Legislators have called for an independent commission, with Trump still facing possible criminal charges for the US Capitol riot as both parties in the Congress have since increasingly called for a commission like that created after the 9/11 attacks.
Trump’s actions and words leading up to the deadly January 6 violence, in which rioters stormed the seat of the US legislature as Congress met to certify the election victory of President Joe Biden, garnered more bipartisan support for conviction than any previous Senate impeachment trial.
Notably, Republican Senator Lindsey Graham, long considered one of Trump’s closest allies, suggested such a commission is needed “to find out what happened and make sure it never happens again”.
“His behaviour after the election was over the top,” Graham, who voted to acquit Trump, told Fox News on Sunday.
An independent commission, which would need to be created through legislation, could determine “what was known, who knew it and when they knew, all that, because that builds the basis so this never happens again”, while removing the tinge of partisan politics, Republican Senator Bill Cassidy, who voted to convict Trump and has since been censured by the party in Louisiana, told ABC News.
Democratic House Speaker Nancy Pelosi had already floated such a commission to colleagues before Trump’s acquittal, with several prominent Democrats in the Senate renewing the push in the wake of the trial.
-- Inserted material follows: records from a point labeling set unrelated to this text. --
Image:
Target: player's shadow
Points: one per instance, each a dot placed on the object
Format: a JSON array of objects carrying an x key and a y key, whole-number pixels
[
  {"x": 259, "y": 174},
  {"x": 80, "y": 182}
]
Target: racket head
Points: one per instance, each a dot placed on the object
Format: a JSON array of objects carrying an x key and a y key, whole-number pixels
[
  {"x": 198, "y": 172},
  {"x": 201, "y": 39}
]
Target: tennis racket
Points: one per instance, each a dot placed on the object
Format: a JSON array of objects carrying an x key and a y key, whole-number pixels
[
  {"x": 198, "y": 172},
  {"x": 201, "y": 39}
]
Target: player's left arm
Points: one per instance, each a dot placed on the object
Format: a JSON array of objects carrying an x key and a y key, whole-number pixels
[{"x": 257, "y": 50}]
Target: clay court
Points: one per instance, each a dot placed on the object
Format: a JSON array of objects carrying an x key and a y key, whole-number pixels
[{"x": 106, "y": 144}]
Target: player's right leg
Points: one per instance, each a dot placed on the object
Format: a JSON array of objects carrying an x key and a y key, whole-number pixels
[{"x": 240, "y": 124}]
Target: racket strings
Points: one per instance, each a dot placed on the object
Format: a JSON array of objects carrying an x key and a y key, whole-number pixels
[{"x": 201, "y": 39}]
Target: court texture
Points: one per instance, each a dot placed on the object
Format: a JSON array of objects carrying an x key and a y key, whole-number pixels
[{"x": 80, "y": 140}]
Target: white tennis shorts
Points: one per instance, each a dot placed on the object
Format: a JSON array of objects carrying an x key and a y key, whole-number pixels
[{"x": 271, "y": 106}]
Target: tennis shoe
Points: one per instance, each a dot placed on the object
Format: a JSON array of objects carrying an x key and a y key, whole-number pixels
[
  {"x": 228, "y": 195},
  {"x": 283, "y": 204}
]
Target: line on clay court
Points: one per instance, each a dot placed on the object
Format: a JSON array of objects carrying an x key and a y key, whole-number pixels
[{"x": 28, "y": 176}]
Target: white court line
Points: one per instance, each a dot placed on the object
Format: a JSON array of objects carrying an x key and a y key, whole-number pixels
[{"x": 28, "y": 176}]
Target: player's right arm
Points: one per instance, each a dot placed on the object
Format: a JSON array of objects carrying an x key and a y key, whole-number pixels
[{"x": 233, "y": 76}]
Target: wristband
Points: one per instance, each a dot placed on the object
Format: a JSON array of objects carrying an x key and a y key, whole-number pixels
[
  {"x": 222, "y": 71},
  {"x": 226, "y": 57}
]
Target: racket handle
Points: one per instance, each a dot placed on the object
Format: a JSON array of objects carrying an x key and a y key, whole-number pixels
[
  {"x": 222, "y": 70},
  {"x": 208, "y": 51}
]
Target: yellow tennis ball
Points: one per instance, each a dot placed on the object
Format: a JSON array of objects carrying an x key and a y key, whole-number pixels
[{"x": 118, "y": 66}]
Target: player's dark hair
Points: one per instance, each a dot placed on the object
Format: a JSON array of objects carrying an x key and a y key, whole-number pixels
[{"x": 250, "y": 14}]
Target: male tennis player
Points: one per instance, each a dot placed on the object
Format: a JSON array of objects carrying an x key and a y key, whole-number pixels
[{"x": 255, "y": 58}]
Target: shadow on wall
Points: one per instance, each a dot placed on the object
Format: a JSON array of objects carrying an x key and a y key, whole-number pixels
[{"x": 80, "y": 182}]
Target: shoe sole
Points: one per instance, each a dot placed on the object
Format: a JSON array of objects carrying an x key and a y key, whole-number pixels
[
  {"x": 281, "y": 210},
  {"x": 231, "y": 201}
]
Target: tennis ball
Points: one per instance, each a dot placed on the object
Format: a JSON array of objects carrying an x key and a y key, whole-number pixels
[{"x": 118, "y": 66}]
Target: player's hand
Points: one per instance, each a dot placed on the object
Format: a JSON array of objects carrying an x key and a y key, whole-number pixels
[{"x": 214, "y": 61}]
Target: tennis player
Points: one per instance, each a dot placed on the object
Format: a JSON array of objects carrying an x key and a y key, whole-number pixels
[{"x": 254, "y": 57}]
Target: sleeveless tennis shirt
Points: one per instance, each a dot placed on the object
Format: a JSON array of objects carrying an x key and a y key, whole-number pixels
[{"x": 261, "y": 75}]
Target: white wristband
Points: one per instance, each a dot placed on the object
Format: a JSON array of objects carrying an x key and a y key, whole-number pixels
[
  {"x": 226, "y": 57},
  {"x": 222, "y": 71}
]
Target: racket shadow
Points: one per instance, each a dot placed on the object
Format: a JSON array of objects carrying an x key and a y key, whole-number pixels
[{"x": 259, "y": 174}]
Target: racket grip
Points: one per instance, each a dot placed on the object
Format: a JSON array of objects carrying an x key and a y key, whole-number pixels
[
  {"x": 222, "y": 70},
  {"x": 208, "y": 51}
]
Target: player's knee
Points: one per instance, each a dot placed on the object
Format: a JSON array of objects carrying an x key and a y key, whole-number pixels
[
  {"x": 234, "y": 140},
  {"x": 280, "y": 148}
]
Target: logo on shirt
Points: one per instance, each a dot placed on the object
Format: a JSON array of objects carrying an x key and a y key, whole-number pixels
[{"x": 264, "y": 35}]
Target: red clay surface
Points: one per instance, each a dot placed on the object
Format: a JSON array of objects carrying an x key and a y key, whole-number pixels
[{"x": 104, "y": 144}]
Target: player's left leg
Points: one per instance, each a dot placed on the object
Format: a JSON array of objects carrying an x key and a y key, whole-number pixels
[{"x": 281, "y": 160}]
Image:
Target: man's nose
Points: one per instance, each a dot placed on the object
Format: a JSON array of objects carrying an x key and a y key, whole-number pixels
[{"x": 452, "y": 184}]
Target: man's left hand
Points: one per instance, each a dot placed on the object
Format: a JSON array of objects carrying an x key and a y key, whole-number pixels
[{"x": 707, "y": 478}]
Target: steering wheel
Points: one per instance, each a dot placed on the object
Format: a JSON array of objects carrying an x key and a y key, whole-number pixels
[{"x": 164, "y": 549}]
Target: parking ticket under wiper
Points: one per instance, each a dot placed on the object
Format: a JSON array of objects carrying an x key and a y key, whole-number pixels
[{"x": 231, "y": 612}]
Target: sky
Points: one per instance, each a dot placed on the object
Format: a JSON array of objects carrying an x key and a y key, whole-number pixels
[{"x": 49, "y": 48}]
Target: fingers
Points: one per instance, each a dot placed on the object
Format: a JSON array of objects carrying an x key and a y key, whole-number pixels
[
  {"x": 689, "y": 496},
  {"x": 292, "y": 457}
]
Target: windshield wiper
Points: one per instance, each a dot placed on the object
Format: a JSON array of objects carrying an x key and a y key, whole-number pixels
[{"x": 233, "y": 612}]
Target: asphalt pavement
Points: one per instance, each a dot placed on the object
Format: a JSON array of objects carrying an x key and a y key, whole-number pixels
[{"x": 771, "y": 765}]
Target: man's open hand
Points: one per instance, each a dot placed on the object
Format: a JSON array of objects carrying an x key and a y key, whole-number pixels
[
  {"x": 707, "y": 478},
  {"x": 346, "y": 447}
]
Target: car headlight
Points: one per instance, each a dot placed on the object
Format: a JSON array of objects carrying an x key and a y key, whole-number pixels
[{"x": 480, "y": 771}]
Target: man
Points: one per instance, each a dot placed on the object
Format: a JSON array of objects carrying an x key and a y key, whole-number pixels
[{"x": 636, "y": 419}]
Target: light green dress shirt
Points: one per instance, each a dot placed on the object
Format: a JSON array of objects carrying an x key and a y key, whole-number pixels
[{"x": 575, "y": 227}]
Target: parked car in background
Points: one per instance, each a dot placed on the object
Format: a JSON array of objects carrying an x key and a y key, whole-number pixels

In an interview with ABC News, Democrat Representative Madeleine Dean called for “an impartial commission, not guided by politics, filled with people who would stand up to the courage of their conviction”.
The ranking Democrats and Republicans of two Senate committees – the Homeland Security and Governmental Affairs Committee and the Rules Committee – had previously announced plans to probe the incident.
In the House, where several committees are probing the violence, Pelosi has also asked retired army Lieutenant General Russel Honore to lead an immediate review of the Capitol’s security process.
Trump could also face more imposing trouble in any criminal cases filed against him as local and federal authorities continue to probe the violence, as well as civil cases filed by those affected by the riot.
As a private citizen, Trump is no longer protected from legal liability, as he was when in office, and could be charged with inciting the riot. Such a federal charge would need prosecutors to prove that Trump knew his words and actions would lead to violence – a high standard established in a 1969 Supreme Court ruling that overturned the conviction of a Ku Klux Klan leader.